Hábitat natural. Golombek en el Laboratorio de Cronobiología de la Universidad de Quilmes, su lugar de trabajo cotidiano.

–¿Es cierto que estás escribiendo un libro titulado Las neuronas de Dios?
–Sí, aún no lo puedo terminar: es la neurociencia de la religión. Ahora está muy de moda el ateísmo militante de tipos realmente grosos como el británico Richard Dawkins, a los que les encanta demostrar cómo las bases están equivocadas o son tan irracionales. A mí, más que hablar de la ciencia versus la religión, me interesa entender por qué, después de tantos siglos, con el progreso y la tecnología de por medio, la gente sigue creyendo en Dios y en preceptos religiosos. Y algo tiene que ver con la evolución, con el cerebro. No puede ser casual que sea una actividad voluntariamente tan aceptada por todo el mundo, cuando no se basa en la razón. Me interesa contar si hay partes del cerebro que tienen que ver con lo religioso y lo sobrenatural, si hay algo que se te «prende» cuando estás rezando.
–¿Es así, hay partes del cerebro que se encienden?
–Por supuesto.
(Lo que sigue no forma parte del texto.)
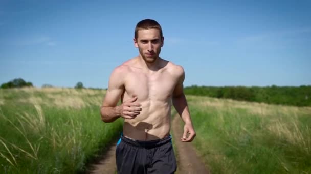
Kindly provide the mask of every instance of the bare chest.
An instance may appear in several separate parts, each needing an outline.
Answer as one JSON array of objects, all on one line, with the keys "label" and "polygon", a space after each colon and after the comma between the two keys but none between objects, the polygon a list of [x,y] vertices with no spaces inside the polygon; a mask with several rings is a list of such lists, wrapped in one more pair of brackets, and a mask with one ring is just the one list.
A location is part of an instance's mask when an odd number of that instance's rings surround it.
[{"label": "bare chest", "polygon": [[167,72],[152,75],[132,72],[127,75],[125,94],[137,96],[139,100],[164,101],[170,98],[177,79]]}]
Si uno lee las descripciones de las visiones y síntomas que tenían los más famosos místicos de la historia, como Juana de Arco o el indio Juan Diego, muy posiblemente eran epilépticos de ciertas áreas del cerebro: el lóbulo temporal, que se sabe que si se estimula te da una visión religiosa o la impresión de que te ves desde arriba, adonde hay una experiencia cercana a la muerte. Y en cuanto a lo sobrenatural, seguramente nuestro cerebro viene cableado, ha sido seleccionado para creer en ello. Si vos estás en la selva y se mueven mucho las hojas, mejor que creas que hay algo ahí y salgas rajando. Porque si no, decís «es el viento», y resulta que había un tigre y fuiste. Al tipo racional se lo morfaron, mientras que el otro sobrevivió.
–Pareciera que los hombres de ciencia no suelen ser creyentes, aunque Einstein hablaba de Dios.
–Einstein, más allá de que decía algunas cosas para el público, como que había que quererse unos a otros, en sus cartas decía otras: «Yo no tengo evidencias para creer en algo sobrenatural. Soy físico, no me hinchen». Es cierto que hay un conflicto, aunque hay científicos muy religiosos. Uno puede convivir en la superficie, pero cuando intenta que la ciencia y la religión se toquen, choca, porque las bases son completamente diferentes. La base de la religión es la fe. Y nada en ciencia puede ocurrir por creencia o por fe. Yo soy ateo, pero me interesa saber cómo funcionan los cerebros. Ser ateo es ir un poco contra el cerebro, contra la idea de que está cableado para ello. Hay preceptos que vienen desde afuera. Y desde dentro, también. A partir de una lesión, una persona puede dedicarse a concurrir a ciertos locales nocturnos. Por lo visto, el cerebro tiene partes morales: es fascinante. En último término, es «conócete a ti mismo». Y de eso se trata la ciencia, también.